Although Saario did not promise anything to young Laiti, the two have crossed paths again in Rap and Reindeer. The little boy that he knew from many years ago has now grown into a charismatic and strong young Sámi man.

Saario says he chose Laiti to be the protagonist this time due to the persistent lack of Sámi-focussed documentaries targeting a young audience.

“Nowadays, when we talk about media and the youth, we very often talk about TikTok and YouTube. But I personally believe that there is a need for longer stories and feature length documentaries for children and the youth,” says Saario.

Saario had also developed a plan for Rap and Reindeer to reach the young audience. For instance, he and his team worked with a Finnish organization to produce an educational package for schools to teach students about Sámi people and culture. Moreover, Saario and Laiti also went on a tour to small communities in Lapland, or Sápmi, after the movie premiere. They screened the film and held a Q&A session with Laiti afterward. The young Sámi had once again amazed the director.

“He gave very good hints to those Sámi youngsters about how to make music and he encouraged them to show their own talent. I was really impressed how he captured the audience wherever we were in Lapland,” says Saario.

Besides being a role model for youth, Laiti represents young Sámi who want to redefine their culture. Saario notices that this reflects a gap between the old and the young generation of Sámi people.

“I have noticed that in the Sámi community, the older generation doesn’t necessarily know very well what is going on among the younger generation,” says Saario. “So it is important to show the Sámi community that this kind of change [made by the young] to the culture is going on all the time.”

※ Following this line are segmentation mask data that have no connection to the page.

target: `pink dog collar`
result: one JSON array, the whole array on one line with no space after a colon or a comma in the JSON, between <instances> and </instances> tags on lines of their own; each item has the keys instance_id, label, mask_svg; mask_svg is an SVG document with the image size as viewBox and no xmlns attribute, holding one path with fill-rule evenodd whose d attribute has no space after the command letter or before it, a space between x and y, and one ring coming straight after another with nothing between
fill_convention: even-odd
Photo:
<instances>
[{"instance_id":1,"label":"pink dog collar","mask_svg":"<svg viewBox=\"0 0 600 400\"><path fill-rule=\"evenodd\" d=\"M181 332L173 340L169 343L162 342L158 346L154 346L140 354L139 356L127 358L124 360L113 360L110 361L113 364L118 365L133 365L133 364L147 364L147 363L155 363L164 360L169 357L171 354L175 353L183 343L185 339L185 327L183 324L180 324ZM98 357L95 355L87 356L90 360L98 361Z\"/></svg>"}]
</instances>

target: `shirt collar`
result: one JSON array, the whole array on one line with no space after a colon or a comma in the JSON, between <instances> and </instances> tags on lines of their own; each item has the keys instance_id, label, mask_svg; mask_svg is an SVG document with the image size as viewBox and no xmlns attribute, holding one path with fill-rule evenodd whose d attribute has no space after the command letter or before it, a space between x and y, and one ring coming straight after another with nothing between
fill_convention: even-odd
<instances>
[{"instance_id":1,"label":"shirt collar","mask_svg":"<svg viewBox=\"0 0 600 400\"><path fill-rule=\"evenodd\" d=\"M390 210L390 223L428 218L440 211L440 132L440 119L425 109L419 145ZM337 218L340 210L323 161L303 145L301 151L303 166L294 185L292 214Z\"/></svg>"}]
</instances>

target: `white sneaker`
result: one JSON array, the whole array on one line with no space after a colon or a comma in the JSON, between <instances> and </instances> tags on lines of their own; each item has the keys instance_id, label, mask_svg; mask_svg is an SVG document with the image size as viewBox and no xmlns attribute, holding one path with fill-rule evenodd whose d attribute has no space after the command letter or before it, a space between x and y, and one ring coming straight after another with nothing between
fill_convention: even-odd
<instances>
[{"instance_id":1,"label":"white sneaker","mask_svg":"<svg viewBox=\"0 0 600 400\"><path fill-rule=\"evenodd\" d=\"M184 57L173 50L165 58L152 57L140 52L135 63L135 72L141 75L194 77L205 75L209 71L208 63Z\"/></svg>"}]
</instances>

Creating ethically and respectfully

One of the reasons Saario wanted to make a documentary about the Sámi people is because people in Finland barely know anything about them. But he acknowledged the ethical difficulties that came from him being a non-Indigenous director.

“It is really important that Indigenous people make films about themselves,” said Saario. “But I think that it is also important for people who are not native themselves to make films about native people because then the angle is a little bit different. You can see things that you perhaps can’t see when you are inside the culture in a small community.”

Saario went on to emphasize the need for collaboration between a non-Indigenous director and Indigenous people during the filming process.

“When you make a film about native people, you always need to make it together with them,” he says.

Overall, Saario hopes the film can encourage Canadian audiences to consider their cultural relationship with Indigenous people here in Canada.

“I hope you enjoy the film. I hope that it gives you something to think about your own relationship with your country’s Native people,” Saario says. “I also hope that this film encourages people to think about and take better care of disappearing cultures and nature.”